What is a Flash Loan?
A flash loan is a type of DeFi loan that requires no collateral — as long as you repay it within the same transaction. If you don’t repay (plus fees), the entire transaction reverts as if it never happened.
This is possible because blockchain transactions are atomic: either everything succeeds, or nothing does. The lender’s smart contract checks repayment at the end of the transaction. If the check fails, the whole transaction is rolled back.
Flash loans are unique to blockchain — they cannot exist in traditional finance. They’ve become powerful tools for arbitrage, liquidations, and debt refinancing.
How Flash Loans Work
Step by Step
- You call the flash loan contract, requesting to borrow $10M USDC
- The contract sends $10M USDC to your smart contract
- Your contract does something with the money (arbitrage, swap, etc.)
- Your contract sends $10M + 0.09% fee back to the lender
- The lender verifies repayment. If successful, the transaction completes.
If step 4 fails (you can’t repay), steps 1-3 are erased. The only cost is the gas fee for the failed transaction.
Key Properties
- Zero collateral: You don’t need to put up any assets
- Zero risk for lender: The atomic nature guarantees repayment
- Instant: Borrowed and repaid in the same block (~12 seconds on Ethereum)
- Fee: Typically 0.05-0.09% of the borrowed amount (Aave charges 0.05%)
- Anyone can use them: But you need to write a smart contract to interact with them
Legitimate Use Cases
1. Arbitrage
The most common use. If a token is priced differently on two DEXs:
1. Flash loan 1,000 ETH from Aave
2. Buy TOKEN on Uniswap at $10
3. Sell TOKEN on SushiSwap at $10.50
4. Repay 1,000 ETH + 0.5 ETH fee
5. Profit: ~499.5 ETH
Before flash loans, arbitrage required having capital on hand. Now anyone with coding skills can execute large arbitrage trades with zero upfront capital.
2. Liquidations
When a borrower’s position on a lending protocol becomes undercollateralized, anyone can liquidate it. Flash loans enable liquidation without capital:
1. Flash loan USDC to repay the borrower's debt
2. Receive the borrower's collateral (at a discount)

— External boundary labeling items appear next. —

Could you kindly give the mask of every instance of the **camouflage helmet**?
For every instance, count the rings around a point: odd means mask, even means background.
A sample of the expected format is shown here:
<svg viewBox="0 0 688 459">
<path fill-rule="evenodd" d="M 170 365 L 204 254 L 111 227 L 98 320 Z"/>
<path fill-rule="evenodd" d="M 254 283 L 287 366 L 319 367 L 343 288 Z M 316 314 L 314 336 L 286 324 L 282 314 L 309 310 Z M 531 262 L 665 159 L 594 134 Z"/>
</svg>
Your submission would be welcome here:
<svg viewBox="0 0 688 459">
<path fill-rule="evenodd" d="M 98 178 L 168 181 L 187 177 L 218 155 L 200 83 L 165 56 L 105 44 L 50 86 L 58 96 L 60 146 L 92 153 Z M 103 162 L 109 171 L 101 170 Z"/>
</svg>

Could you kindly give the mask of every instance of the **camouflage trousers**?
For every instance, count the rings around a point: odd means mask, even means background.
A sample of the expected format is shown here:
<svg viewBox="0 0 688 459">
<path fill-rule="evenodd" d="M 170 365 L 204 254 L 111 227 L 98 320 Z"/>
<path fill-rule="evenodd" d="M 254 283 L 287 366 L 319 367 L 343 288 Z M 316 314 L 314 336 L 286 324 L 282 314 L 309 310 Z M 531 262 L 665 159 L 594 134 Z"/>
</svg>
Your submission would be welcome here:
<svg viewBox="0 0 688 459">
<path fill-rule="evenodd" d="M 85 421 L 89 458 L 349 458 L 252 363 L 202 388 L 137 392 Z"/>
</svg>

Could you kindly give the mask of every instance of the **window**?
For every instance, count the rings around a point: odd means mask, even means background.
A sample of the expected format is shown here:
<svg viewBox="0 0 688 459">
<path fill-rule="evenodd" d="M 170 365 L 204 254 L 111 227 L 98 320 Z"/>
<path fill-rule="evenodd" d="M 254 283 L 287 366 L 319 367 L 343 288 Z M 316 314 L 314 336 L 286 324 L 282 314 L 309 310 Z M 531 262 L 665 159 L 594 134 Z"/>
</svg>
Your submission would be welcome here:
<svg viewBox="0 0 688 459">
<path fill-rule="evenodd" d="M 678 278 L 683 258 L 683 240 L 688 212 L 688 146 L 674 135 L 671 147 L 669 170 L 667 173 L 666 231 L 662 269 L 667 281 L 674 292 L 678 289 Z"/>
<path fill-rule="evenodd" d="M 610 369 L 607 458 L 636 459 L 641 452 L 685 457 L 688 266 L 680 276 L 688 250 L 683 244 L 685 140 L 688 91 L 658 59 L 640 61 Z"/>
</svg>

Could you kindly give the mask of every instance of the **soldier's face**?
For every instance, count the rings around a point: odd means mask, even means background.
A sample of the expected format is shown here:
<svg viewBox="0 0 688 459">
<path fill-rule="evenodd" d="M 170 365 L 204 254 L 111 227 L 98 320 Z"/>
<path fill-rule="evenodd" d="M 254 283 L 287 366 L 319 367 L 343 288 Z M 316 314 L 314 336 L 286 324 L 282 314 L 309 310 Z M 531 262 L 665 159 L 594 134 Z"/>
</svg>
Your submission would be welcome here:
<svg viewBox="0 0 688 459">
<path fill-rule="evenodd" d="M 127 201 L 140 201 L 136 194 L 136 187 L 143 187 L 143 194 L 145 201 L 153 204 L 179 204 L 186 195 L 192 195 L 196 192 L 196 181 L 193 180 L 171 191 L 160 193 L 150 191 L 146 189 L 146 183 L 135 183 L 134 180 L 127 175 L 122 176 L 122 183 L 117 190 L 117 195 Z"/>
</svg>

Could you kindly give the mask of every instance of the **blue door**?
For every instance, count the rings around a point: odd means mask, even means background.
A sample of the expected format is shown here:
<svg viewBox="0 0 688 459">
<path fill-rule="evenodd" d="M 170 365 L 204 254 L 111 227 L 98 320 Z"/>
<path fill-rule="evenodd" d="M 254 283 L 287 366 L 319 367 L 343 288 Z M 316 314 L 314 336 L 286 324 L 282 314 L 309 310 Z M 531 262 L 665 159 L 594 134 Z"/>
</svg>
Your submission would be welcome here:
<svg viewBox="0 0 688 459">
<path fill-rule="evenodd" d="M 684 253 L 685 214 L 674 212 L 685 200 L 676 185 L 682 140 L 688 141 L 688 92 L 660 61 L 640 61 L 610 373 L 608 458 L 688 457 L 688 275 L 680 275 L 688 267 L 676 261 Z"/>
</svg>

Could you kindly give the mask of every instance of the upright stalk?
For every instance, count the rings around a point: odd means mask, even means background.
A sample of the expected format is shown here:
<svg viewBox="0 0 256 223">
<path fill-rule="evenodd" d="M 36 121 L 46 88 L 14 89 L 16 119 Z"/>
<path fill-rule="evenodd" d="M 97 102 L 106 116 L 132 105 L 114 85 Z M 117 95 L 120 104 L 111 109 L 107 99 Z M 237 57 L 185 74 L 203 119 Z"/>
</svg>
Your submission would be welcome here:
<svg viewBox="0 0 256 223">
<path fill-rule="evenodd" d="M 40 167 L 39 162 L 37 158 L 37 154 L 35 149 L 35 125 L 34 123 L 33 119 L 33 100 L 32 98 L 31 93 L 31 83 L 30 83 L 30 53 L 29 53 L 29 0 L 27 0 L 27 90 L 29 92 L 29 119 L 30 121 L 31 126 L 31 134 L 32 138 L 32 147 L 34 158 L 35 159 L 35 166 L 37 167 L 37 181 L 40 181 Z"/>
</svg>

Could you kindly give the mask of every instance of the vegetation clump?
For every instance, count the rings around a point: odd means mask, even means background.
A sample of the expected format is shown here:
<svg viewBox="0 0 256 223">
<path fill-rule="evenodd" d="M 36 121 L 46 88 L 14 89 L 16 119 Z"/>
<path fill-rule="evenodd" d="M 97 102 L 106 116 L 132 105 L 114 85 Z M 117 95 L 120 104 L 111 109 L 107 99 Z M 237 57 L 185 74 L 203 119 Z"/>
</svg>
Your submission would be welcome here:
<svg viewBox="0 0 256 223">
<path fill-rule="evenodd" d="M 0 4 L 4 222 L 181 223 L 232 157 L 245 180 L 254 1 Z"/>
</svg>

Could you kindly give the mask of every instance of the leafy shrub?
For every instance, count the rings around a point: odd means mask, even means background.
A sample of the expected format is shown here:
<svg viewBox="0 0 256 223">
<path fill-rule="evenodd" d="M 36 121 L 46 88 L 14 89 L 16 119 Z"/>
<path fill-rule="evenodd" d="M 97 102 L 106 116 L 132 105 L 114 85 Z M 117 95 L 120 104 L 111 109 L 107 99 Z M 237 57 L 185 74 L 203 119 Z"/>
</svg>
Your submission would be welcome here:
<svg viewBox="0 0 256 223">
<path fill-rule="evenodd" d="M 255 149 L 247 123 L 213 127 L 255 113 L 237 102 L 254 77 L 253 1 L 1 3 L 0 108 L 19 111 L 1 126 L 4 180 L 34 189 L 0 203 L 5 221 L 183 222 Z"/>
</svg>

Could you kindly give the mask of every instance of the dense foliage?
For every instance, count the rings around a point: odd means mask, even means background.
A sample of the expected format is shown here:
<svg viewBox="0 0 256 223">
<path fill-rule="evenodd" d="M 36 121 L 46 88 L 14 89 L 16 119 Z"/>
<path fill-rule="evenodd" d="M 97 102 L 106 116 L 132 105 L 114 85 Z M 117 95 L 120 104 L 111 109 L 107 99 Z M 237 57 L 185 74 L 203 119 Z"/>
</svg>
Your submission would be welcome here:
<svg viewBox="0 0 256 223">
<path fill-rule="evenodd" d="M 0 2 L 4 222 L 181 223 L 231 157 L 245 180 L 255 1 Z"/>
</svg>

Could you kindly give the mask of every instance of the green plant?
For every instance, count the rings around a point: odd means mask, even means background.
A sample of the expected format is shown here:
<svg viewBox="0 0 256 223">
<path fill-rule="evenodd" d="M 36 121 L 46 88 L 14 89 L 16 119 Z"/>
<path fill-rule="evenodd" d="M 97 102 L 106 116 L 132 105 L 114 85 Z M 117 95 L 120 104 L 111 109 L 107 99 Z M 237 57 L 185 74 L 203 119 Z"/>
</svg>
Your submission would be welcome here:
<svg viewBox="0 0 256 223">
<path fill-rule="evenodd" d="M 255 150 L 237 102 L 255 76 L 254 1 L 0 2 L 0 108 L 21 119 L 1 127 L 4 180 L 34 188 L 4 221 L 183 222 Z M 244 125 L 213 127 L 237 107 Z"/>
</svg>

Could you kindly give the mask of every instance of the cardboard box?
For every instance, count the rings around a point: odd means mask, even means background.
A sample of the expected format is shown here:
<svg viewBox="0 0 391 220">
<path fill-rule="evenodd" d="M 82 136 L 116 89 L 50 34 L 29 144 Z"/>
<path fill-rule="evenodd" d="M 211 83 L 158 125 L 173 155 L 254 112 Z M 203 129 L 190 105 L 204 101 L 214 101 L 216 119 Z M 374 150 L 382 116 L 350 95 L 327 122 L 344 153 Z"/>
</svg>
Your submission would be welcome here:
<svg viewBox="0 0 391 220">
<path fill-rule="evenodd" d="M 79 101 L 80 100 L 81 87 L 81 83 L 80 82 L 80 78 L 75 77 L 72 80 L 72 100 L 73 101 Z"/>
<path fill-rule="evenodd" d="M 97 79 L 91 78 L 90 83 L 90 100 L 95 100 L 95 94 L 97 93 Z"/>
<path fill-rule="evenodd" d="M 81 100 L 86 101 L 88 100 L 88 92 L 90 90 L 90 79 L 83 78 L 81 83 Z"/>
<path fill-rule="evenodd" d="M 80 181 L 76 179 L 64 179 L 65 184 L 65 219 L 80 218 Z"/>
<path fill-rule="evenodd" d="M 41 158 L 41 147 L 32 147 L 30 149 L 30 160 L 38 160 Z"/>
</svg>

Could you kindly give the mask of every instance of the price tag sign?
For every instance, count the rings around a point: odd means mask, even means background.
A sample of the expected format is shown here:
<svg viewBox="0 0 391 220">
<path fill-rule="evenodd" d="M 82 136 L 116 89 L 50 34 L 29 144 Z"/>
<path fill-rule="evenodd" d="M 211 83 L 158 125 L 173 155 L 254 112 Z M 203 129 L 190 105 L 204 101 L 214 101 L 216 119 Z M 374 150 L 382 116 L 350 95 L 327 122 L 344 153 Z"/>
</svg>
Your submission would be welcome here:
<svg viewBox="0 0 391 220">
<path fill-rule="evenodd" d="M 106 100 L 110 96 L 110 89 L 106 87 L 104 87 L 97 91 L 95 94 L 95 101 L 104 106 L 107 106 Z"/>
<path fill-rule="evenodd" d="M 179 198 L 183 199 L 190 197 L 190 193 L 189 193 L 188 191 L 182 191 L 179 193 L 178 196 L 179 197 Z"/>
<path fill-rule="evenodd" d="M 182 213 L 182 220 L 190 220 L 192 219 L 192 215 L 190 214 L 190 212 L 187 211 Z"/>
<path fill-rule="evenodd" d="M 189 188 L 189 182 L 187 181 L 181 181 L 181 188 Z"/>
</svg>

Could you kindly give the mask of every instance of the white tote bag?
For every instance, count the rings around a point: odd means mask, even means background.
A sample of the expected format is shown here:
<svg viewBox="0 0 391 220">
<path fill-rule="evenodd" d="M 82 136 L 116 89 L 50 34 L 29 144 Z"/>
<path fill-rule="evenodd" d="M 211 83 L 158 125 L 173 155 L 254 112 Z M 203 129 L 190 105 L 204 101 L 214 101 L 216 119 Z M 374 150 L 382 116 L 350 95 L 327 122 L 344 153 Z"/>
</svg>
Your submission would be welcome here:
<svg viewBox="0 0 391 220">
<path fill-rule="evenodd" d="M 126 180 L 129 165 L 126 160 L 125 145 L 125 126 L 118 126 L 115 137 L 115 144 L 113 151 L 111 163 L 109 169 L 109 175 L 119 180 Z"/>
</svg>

3. Sell collateral for USDC
4. Repay flash loan + fee
5. Keep the liquidation bonus
3. Collateral Swap
Refinance a position without closing it:
1. Flash loan to repay your existing debt
2. Withdraw your collateral
3. Swap collateral for a different token
4. Deposit new token as collateral
5. Borrow against it to repay the flash loan
This saves gas compared to doing each step separately.
4. Self-Liquidation
If your collateral is about to be liquidated (which incurs a penalty), you can use a flash loan to self-liquidate at better terms.
Flash Loan Attacks
Flash loans have been used in some of the biggest DeFi hacks:
| Attack | Loss | How |
|---|---|---|
| bZx (2020) | $350K | Flash loan to manipulate oracle price, profit from the discrepancy |
| Harvest Finance (2020) | $24M | Flash loan to manipulate Curve pool price, drain Harvest |
| Cream Finance (2021) | $130M | Flash loan to inflate token price, over-borrow against it |
| Beanstalk (2022) | $182M | Flash loan to buy enough governance tokens to pass a malicious proposal |
How Flash Loan Attacks Work
Most attacks follow a similar pattern:
- Flash loan a massive amount of capital to manipulate market prices
- Exploit a dependency — usually an oracle that uses spot prices from a single DEX pool
- Profit from the price discrepancy — e.g., use the manipulated price to borrow more than the collateral is worth
- Repay the flash loan and keep the profit
The root cause is never the flash loan itself — it’s protocols that rely on manipulable price oracles. Using TWAP (Time-Weighted Average Price) or Chainlink price feeds prevents these attacks.
Flash Loan Providers
| Protocol | Fee | Max Size | Chains |
|---|---|---|---|
| Aave V3 | 0.05% | Limited by pool liquidity | Ethereum, Arbitrum, Optimism, Polygon |
| dYdX | Free | Varies | Ethereum (legacy) |
| Balancer | 0% | Limited by pool | Ethereum, Polygon, Arbitrum |
| Uniswap V3 (flash) | Varies | Limited by pool | Multi-chain |
Frequently Asked Questions
Q: Can I get a flash loan as a regular user? A: Not directly — flash loans require deploying a smart contract. However, tools like DeFi Saver and Furucombo offer no-code interfaces for common flash loan strategies.
Q: Are flash loans illegal? A: Flash loans themselves are neutral tools. Arbitrage and liquidation are legitimate. However, using flash loans to exploit vulnerabilities can be considered hacking (and has led to FBI investigations).
Q: What happens if I can’t repay? A: The transaction reverts. You only lose the gas fee you paid to submit the transaction (a few dollars on L2, $5-30 on Ethereum mainnet).